Елена Иосифовна выучила несколько поколений станьковцев. У нее учились и папа, и мама, и Лёля, и я. Но это еще можно было понять, а вот то, что ее учеником был дед Алесь-мамин отец, — в это уже как-то верилось с трудом. Но это было так. Учительница проработала в школе около шестидесяти лет, сохраняя ясную память, любовь к школе и большую энергию.
Елена Иосифовна взяла к себе Зосю, и та стала выполнять обязанности кухарки, прачки и уборщицы. У Елены Иосифовны Зося прожила больше тридцати лет, но и потом на всю жизнь они остались приятельницами и трогательно заботились друг о друге.
Якуб появился у бабушки Зоей, когда ей исполнилось шестьдесят. Был он барским копчарем (готовил к графскому столу копчености). Не посмотрел дед Якуб, что «невеста» была и хромоножка и криворучка. Были у него и у нее кое-какие сбережения. Купили у графа участок земли, построили маленький домик, а через дорогу насадили сад на пустыре. Все их хозяйство состояло из коровы, двух свиней, десятка кур, собаки и кота. Но вырастили они самый знаменитый, самый урожайный сад в окрестности: 60 яблонь и груш всевозможных сортов, ягодные кустарники по сторонам, за ними слива и вишня. Они делились урожаем с родственниками (в первую очередь с нашей семьей), знакомыми, односельчанами и, конечно, с Еленой Иосифовной. Делали из фруктов и овощей «разносолы», настойки, варенье для себя и для всех, кто у них бывал.

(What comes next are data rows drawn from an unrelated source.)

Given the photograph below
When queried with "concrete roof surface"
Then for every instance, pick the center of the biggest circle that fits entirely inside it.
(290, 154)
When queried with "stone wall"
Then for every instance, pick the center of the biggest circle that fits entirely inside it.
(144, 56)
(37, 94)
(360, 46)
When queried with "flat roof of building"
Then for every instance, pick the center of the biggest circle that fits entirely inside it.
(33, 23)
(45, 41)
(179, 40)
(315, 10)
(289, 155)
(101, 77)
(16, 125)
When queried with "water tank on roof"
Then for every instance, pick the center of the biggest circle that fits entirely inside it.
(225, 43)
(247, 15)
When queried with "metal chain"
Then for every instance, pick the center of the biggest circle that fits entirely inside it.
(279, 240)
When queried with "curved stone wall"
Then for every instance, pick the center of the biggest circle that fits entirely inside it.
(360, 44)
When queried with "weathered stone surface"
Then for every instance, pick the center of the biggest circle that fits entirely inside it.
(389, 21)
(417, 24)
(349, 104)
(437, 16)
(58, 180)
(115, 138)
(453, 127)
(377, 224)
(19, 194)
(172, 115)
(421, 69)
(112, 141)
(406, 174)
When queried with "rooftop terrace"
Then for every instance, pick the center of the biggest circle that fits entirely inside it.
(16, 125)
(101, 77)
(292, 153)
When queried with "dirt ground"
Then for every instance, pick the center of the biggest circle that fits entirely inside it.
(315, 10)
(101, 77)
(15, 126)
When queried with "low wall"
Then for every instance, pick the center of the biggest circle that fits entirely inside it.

Дед Якуб славился не только умением ухаживать за садом, но по старой памяти выкармливал двух кабанов, каждый по двадцать пять — тридцать пудов и делал из них такие копчености, что ни одна свадьба, ни одни поминки на селе не обходились без его изделий…
Бабушка была очень добра: любого, кто заходил во двор, она не выпускала, не попотчевав.
Дед был скупее, но молчал. Да и «провести» его бабушка умела.
Отдаст кому-нибудь петуха или курицу (той же учительнице или нам), а потом говорит деду:
— Отец, а где это желтая курица девалась? Неужто ястреб задрал? Вот пропади он пропадом.
— Может, и задрал, раз не пришла до хаты, — соглашался бесхитростный дед.
Жили они в согласии и мире. Никогда дед Якуб не повышал голоса. Но один-единственный раз побил бабушку. И все из-за меня.
Была ранняя весна, талые воды уже бежали под снегом, он чернел, оседал, но ручьи еще не выбивались на поверхность. Интересно ступать на рыхлый снег, проваливаться в хлюпкую кашицу под ним, а потом смотреть в ямку-след, где полно воды. Никому ничего не сказав (а мне в ту пору было лет шесть или семь), по такому снегу-целине я пошла на кладбище. Дедушка и бабушка хватились меня: к одним соседям, к другим — нигде нет. В доме — целый переполох. А «пропажа» заявилась мокрая до подмышек — еле вылезла из снега и воды. Бабушка схватила меня да скорей на печь. Разувает, раздевает и приговаривает ласково, как всегда, подбирая самые нежные слова:
— Моя миленькая, моя хорошая, зачем же ты пошла одна? Так же нельзя, внученька, ходить одной по водичке — ты же еще маленькая. Неужто ты хочешь, чтобы твоя бабушка умерла, ненаглядная ты моя девчоночка?
Не знаю уж почему, но мне становилось так жаль бабушку, что я готова была реветь, лучше бы она не называла меня своими ласкательными словами, а ругала.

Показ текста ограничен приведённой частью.